TB juga mengaku jika dia sudah menjual ganja beberapa kali dengan keuntungan sekitar Rp 2 juta.

“Selain dijual, keseharian dia juga memakainya sendiri. Satu paket ini dijual Rp 700 ribu dan diedarkan di wilayah Pakis, Kabupaten Malang,” paparnya.

Bagoes mengatakan, sampai saat ini pihaknya masih melakukan pendalaman pelaku melaksanakan kegiatannya berkelompok atau sendiri.

“Kasus ini cukup menarik karena ternyata ganja bisa tumbuh subur di Jawa Timur. Pelaku mengaku menanam ganja ini baru 4 bulan, dia menanam di ladang area pegunungan di Desa Tempursari, Lumajang.
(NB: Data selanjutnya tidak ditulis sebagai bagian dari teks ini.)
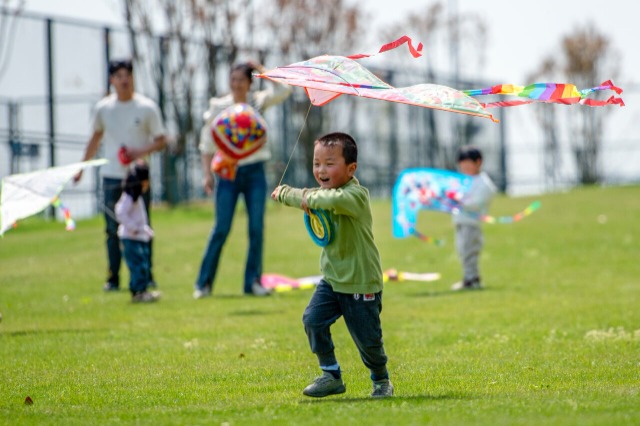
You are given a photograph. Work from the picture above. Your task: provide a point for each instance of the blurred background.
(53, 69)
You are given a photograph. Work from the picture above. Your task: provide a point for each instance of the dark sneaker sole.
(341, 389)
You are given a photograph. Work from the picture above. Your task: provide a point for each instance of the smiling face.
(122, 82)
(330, 168)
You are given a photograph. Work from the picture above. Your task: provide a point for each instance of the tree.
(463, 35)
(302, 29)
(585, 58)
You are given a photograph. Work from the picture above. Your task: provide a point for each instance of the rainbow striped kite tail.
(428, 239)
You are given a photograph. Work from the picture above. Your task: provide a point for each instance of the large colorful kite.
(26, 194)
(437, 190)
(327, 77)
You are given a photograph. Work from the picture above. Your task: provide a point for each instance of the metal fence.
(58, 72)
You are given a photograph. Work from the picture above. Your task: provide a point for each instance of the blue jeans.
(362, 317)
(251, 182)
(138, 258)
(112, 189)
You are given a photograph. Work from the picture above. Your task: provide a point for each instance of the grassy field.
(554, 338)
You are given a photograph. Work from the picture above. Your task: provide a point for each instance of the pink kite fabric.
(325, 78)
(560, 93)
Tanaman ini sendiri ditanam bertahap, kalau ada yang bisa dipanen langsung dipanen, lalu ditanam lagi,” tuturnya.

Terakhir, mantan Kapolres Madiun ini mengatakan, TB akan dijerat Pasal 114 Ayat 1 sub Pasal 111 Ayat 1 dan 2 UU RI Nomor 35 Tahun 2009. Ancaman hukumannya 5-20 tahun penjara.